George Pal keeps the idle-vs-working evolution, but throws in an anti-war subplot about WWIII being one of the great triggers of division (the Eloi are still summoned to the underground tunnels by sirens that sound oddly like air-raids), which probably didn't occur to HG when he was writing the book, but feels like it's straight out of it.
Especially when you watch it right next to HG's own Blitz-era script for "Things to Come", where he thought WWII would wipe out civilization.

(One of the things that bugs me about people who gush over Orson Welles' radio "War of the Worlds" is when they don't even notice Wells' own theme about the smug Victorian empire facing their own superior threat, and Welles using that to poke at US prewar isolationism--I never did buy his "Halloween prank" alibi.
Every time you hear people talk about it, they gush "Everybody got scared because it was so cool and REAL!"...Err, uh-uh.

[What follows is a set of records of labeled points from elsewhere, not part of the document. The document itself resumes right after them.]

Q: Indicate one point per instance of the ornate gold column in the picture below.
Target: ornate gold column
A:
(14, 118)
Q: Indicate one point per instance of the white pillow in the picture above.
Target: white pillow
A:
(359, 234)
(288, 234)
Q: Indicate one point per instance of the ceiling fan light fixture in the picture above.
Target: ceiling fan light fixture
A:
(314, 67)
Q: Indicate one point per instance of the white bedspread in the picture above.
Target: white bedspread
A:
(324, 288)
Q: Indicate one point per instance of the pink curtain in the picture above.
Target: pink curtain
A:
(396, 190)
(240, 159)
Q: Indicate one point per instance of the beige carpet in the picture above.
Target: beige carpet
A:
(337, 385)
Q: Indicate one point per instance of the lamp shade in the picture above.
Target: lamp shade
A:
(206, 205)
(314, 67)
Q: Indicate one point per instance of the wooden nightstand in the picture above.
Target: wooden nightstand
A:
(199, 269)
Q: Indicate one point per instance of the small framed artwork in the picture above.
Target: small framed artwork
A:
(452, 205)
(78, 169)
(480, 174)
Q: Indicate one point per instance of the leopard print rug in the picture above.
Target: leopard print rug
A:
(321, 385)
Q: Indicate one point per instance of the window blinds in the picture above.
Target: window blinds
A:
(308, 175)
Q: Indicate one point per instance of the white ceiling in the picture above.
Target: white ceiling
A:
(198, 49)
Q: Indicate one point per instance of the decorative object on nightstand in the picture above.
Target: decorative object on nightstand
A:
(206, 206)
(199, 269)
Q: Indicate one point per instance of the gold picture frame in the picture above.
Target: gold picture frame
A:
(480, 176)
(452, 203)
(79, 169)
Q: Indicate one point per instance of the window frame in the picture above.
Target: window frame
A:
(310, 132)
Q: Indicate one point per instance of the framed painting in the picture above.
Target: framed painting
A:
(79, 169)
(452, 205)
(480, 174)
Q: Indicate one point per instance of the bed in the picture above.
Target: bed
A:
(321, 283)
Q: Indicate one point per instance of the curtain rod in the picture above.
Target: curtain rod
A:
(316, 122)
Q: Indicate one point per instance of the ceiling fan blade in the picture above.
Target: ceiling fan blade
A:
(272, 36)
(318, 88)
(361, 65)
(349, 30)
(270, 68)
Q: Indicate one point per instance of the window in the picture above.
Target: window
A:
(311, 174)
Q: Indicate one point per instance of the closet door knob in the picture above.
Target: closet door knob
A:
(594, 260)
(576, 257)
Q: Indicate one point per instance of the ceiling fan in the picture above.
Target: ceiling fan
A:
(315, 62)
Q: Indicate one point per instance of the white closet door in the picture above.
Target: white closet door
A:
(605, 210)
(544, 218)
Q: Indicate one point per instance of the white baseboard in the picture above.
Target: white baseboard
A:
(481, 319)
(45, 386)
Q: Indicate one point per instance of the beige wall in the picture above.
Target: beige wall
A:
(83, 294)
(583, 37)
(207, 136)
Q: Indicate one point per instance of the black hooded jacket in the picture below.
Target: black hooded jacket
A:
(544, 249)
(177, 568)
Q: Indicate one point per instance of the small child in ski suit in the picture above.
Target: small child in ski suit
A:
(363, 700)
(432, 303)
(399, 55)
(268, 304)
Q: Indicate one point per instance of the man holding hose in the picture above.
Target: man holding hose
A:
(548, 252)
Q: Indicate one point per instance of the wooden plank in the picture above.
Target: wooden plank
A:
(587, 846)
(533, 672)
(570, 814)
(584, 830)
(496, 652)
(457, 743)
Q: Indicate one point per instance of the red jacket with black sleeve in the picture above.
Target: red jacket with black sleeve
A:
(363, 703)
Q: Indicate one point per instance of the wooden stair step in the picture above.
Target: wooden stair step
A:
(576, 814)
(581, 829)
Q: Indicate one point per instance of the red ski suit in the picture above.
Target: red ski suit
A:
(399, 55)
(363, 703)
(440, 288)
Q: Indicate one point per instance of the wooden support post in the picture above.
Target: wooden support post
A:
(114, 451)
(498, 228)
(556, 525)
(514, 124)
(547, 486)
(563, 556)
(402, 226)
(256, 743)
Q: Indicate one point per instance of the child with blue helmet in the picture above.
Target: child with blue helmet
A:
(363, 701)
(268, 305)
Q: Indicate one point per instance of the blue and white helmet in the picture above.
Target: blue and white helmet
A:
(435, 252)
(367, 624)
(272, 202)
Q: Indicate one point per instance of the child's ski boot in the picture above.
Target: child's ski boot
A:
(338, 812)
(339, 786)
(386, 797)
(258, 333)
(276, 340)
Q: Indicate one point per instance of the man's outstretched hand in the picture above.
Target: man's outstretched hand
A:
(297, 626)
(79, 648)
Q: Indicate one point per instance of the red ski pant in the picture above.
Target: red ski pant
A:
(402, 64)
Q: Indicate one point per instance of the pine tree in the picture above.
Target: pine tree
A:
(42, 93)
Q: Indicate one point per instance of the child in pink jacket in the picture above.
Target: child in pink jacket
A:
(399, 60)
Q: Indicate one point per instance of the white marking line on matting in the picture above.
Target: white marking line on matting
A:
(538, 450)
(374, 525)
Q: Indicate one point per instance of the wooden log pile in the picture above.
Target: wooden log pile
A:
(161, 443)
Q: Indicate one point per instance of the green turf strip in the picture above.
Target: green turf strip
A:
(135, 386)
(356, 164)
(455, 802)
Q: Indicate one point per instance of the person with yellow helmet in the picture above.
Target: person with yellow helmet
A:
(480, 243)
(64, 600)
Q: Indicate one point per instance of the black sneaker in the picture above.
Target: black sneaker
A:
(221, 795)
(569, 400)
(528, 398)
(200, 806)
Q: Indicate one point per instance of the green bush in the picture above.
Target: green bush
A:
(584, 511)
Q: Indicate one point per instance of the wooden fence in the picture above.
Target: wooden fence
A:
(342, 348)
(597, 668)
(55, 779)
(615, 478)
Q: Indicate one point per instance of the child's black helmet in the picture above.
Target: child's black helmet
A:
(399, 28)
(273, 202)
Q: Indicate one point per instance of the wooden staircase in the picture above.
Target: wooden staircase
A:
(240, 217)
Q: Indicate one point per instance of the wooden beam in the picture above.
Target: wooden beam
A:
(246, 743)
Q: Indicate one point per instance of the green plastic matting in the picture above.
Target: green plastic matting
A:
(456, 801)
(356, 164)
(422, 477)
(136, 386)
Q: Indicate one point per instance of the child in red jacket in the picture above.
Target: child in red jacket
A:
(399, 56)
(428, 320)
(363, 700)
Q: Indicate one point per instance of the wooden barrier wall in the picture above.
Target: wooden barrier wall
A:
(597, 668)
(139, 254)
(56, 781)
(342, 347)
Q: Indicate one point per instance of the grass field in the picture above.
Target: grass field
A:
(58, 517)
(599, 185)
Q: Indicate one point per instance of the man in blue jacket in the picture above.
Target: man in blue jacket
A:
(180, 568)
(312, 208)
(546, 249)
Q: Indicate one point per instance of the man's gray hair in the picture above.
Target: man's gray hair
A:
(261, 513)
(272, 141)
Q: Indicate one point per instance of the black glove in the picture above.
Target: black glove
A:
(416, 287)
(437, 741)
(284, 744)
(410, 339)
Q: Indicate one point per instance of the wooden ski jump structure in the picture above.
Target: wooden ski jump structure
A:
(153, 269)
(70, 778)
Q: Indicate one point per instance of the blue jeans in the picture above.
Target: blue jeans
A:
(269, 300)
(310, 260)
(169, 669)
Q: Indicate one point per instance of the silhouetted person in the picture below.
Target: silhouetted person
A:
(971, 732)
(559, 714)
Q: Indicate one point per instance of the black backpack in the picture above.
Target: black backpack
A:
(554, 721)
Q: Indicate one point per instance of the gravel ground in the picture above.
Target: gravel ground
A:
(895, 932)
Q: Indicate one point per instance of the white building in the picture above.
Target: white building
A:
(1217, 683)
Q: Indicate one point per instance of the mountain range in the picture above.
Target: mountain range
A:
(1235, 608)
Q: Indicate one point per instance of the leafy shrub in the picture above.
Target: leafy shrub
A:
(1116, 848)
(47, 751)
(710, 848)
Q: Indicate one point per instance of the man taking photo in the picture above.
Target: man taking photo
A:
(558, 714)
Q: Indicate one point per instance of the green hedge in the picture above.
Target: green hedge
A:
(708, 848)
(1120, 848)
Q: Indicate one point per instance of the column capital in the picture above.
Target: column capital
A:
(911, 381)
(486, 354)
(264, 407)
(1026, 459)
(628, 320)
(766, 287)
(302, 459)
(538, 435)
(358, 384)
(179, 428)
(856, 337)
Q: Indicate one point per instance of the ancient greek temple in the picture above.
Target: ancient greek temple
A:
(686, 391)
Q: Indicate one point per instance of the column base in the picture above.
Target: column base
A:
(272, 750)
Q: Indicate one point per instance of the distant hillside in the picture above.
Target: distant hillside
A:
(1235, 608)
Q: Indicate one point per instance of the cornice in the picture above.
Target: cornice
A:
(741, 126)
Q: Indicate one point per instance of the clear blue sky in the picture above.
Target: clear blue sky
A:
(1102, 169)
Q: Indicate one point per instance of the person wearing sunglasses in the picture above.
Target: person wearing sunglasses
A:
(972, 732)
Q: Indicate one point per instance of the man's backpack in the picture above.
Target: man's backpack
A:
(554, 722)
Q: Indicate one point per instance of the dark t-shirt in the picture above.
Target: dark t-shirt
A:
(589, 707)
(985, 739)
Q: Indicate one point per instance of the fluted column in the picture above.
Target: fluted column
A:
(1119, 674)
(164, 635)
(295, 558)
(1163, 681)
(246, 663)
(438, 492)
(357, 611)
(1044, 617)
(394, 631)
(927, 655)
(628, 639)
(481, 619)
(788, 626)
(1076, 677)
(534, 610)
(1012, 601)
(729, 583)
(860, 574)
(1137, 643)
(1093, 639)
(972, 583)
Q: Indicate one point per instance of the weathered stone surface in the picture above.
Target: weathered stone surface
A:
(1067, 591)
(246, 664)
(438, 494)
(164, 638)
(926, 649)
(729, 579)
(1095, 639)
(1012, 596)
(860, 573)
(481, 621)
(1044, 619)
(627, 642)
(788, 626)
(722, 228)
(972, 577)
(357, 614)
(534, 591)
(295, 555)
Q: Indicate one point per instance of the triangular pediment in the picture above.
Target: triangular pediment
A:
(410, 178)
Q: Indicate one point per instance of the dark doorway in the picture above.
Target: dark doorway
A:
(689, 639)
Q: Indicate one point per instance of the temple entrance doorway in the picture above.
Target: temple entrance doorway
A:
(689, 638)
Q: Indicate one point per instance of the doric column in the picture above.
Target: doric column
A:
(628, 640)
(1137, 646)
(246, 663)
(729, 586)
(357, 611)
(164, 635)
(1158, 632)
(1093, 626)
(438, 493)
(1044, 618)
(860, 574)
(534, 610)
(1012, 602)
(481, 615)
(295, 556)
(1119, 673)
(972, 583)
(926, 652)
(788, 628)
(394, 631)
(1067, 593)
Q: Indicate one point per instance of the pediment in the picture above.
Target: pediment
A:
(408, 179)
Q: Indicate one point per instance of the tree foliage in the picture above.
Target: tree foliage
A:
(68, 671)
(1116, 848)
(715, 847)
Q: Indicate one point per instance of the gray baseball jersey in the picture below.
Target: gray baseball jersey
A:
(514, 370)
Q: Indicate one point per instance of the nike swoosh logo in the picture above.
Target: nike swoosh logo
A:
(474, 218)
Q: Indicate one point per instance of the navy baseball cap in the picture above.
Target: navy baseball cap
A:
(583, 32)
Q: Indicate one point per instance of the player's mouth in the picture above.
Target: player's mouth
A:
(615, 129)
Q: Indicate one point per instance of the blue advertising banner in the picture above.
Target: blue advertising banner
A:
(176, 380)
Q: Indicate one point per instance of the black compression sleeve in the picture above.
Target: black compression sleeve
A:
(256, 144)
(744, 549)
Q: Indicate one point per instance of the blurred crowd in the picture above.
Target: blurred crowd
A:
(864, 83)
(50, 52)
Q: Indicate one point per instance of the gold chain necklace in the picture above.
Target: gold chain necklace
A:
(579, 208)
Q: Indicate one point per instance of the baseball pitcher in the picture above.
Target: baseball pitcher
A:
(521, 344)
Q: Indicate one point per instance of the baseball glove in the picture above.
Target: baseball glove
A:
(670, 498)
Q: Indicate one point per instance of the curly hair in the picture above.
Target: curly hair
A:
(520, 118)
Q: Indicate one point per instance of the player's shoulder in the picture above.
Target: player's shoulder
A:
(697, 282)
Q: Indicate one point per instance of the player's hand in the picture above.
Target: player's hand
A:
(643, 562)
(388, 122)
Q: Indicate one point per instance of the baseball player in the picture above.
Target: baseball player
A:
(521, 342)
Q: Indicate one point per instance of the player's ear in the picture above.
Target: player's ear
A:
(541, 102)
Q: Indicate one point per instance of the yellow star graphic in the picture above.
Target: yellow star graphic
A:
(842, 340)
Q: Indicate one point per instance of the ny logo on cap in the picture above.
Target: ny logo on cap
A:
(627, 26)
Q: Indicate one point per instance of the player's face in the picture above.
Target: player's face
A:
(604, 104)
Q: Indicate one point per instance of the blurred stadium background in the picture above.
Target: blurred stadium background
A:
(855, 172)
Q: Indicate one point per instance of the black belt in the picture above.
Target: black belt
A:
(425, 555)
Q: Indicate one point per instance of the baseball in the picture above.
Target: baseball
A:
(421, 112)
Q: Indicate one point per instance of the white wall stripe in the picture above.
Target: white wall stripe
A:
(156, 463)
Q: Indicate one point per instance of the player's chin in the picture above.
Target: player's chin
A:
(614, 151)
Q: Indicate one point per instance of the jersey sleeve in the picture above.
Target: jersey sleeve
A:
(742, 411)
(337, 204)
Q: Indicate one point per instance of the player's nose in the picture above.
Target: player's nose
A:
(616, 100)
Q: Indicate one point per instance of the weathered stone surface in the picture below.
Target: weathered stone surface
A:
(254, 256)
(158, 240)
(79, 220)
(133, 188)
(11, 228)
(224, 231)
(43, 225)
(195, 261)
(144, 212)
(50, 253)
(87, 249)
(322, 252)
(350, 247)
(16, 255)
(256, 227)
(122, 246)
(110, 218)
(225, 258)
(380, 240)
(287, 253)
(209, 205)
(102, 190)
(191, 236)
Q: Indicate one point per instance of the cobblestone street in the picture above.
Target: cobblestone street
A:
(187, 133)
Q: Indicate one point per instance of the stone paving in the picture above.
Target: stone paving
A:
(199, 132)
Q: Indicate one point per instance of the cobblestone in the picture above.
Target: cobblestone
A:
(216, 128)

The Time Machine remake pretty much completely ignores the whole social-division theme of the book, thinks Wells' theme was "Man and his technology!", and thinks it's neato that there are monsters and gadgets in the future, but maybe we'll all go back to nature someday....Err, uh-uh. :rolleyes: )
In the 70's, my fifth grade class got to hear from someone who was around for the original broadcast talk about what the reaction was like. We heard the recording of WOTW as well. (This was in New Jersey, not very far from Grover's Mill.) People were scared out of their minds regardless of what Orson's intentions were. By the time a commerical break came on, people were running for the hills from Martians.

The shadow cast by WOTW was so long, the 1983 tv movie Special Bulletin, which looked like real network news coverage of nuclear terrorism, aired with eight tons of disclaimers to avoid a panic.